Google Recaptcha V3 has a service limit quota of 1000 calls/second or 1 Million requests/month for the free tier. else if the application exceeds these limits then google Sends a warning to the site owner to migrate to Recaptcha V3 Enterprise.
I've checked the Recaptcha V3 admin panel and it shows some analytics, one of the analytics is "Total requests" and it shows I had around 2 Million requests received.
My questions :
- Does the analytics shown in the Recaptcha V3 admin panel are for requests made using the site_key (to get valid captcha token) or using the Secret_key (to validate captcha token) of reCaptcha?
- does the service limit that google warned me about are regarding the requests made using the Site_key of the Secret_key?

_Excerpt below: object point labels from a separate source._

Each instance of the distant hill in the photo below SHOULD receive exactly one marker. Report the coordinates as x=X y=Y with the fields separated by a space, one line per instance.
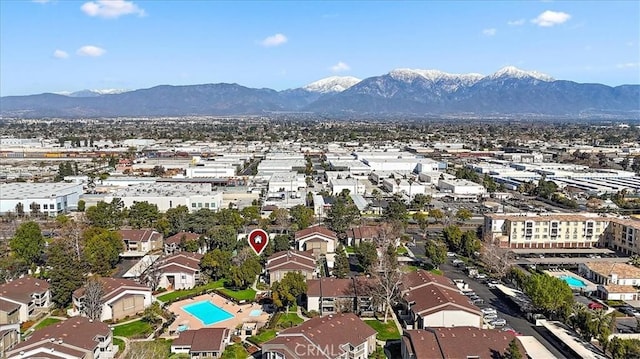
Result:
x=508 y=92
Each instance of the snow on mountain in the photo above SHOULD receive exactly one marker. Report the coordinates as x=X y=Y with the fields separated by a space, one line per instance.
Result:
x=93 y=93
x=332 y=84
x=514 y=72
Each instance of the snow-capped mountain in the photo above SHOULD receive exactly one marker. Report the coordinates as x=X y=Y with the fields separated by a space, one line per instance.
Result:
x=95 y=93
x=332 y=84
x=509 y=92
x=514 y=72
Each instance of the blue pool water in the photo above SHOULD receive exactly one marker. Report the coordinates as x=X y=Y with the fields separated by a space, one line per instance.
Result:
x=207 y=312
x=573 y=282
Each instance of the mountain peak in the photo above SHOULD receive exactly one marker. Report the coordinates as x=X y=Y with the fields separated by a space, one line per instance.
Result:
x=332 y=84
x=512 y=71
x=405 y=74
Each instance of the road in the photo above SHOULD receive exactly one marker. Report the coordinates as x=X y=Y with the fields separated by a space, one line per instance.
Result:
x=512 y=316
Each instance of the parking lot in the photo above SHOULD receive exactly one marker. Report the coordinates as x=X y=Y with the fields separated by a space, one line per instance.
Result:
x=504 y=310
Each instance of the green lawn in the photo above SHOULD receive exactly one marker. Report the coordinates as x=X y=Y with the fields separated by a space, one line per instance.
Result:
x=179 y=294
x=265 y=336
x=137 y=329
x=387 y=331
x=46 y=322
x=120 y=344
x=243 y=294
x=235 y=351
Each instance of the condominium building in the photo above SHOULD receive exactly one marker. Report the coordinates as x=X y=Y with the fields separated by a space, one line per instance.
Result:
x=553 y=230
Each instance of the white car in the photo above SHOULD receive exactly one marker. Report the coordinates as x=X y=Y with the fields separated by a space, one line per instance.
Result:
x=500 y=322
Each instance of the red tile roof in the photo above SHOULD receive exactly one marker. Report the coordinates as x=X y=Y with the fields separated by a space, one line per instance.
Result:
x=20 y=290
x=315 y=230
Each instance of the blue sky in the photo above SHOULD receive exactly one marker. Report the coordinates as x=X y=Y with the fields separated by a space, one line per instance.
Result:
x=64 y=45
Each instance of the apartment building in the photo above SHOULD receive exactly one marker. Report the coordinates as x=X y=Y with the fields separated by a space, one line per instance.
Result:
x=545 y=230
x=336 y=336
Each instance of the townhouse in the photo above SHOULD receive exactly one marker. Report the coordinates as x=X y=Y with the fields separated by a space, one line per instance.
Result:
x=336 y=336
x=75 y=338
x=121 y=298
x=280 y=263
x=23 y=299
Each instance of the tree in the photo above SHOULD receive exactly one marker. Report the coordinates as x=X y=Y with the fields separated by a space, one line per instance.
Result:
x=28 y=244
x=342 y=214
x=301 y=216
x=143 y=215
x=106 y=215
x=66 y=271
x=470 y=244
x=280 y=217
x=547 y=293
x=437 y=252
x=288 y=289
x=216 y=263
x=436 y=214
x=367 y=255
x=463 y=215
x=93 y=293
x=513 y=351
x=341 y=265
x=251 y=214
x=281 y=242
x=178 y=218
x=81 y=205
x=102 y=249
x=223 y=237
x=453 y=237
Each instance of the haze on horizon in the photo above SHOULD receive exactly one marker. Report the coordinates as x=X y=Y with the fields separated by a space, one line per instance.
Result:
x=56 y=46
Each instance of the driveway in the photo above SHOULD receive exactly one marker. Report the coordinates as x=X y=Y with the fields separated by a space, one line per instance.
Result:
x=512 y=315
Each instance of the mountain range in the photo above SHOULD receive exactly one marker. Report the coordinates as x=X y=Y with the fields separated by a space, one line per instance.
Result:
x=401 y=92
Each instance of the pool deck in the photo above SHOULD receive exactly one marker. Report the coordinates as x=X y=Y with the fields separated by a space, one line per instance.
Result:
x=241 y=313
x=590 y=286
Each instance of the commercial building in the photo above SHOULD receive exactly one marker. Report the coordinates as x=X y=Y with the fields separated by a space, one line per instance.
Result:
x=49 y=198
x=546 y=230
x=166 y=195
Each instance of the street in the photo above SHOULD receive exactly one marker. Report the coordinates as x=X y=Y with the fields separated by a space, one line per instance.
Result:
x=512 y=316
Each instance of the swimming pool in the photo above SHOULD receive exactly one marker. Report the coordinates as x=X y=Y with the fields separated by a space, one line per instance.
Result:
x=573 y=282
x=207 y=312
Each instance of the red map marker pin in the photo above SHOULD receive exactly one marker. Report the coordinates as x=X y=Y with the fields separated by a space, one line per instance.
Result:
x=258 y=240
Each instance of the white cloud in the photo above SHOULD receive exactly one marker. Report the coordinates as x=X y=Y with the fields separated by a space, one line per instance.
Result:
x=111 y=9
x=274 y=40
x=340 y=67
x=550 y=18
x=489 y=32
x=59 y=54
x=90 y=50
x=628 y=65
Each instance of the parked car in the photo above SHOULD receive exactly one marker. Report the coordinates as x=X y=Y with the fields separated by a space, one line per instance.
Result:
x=595 y=305
x=486 y=311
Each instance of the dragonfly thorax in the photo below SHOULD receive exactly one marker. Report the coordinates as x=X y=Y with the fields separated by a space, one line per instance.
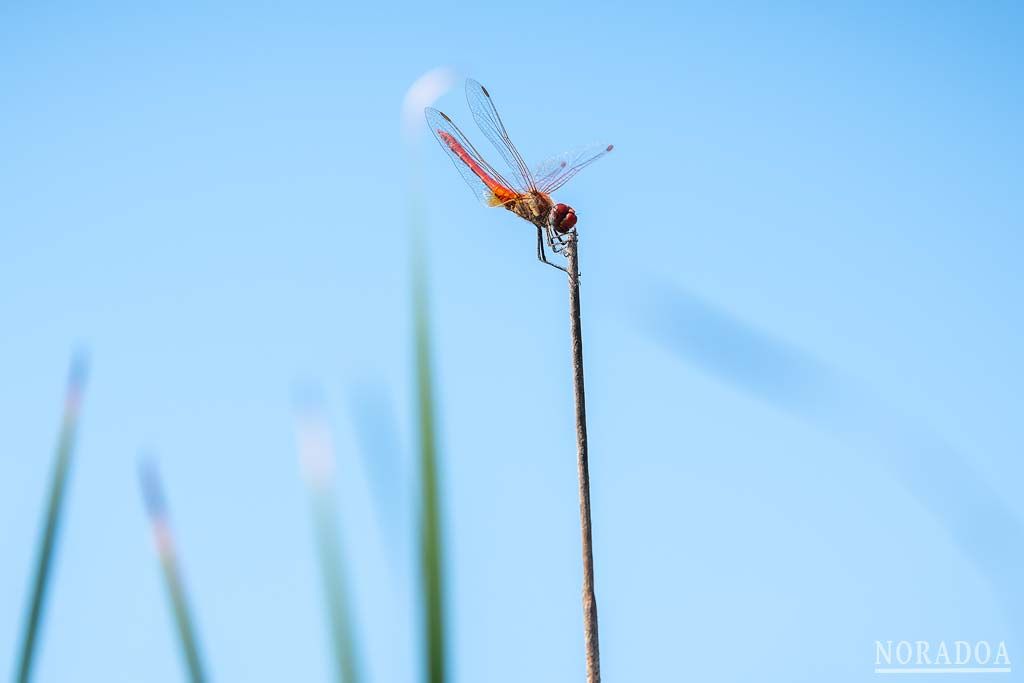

- If the answer to the previous question is "Site_key", then is not it possible for a malicious user to get the site_key from my site and use it maliciously to request for valid captcha token thus I'll exceed my Recaptcha site limits, How to solve this issue?
Thanks.
According to the documentation at https://cloud.google.com/recaptcha-enterprise/pricing, the limitations are the same for 4 kinds of requests:
So looks like "requests made using the site_key (to get valid captcha token)" are "assessments.create". And requests that are "using the Secret_key (to validate captcha token)" are password.check.
So both kinds of requests are under same limit, and both are counted as one request each, so 2 requests total per flow of getting captcha and submitting it.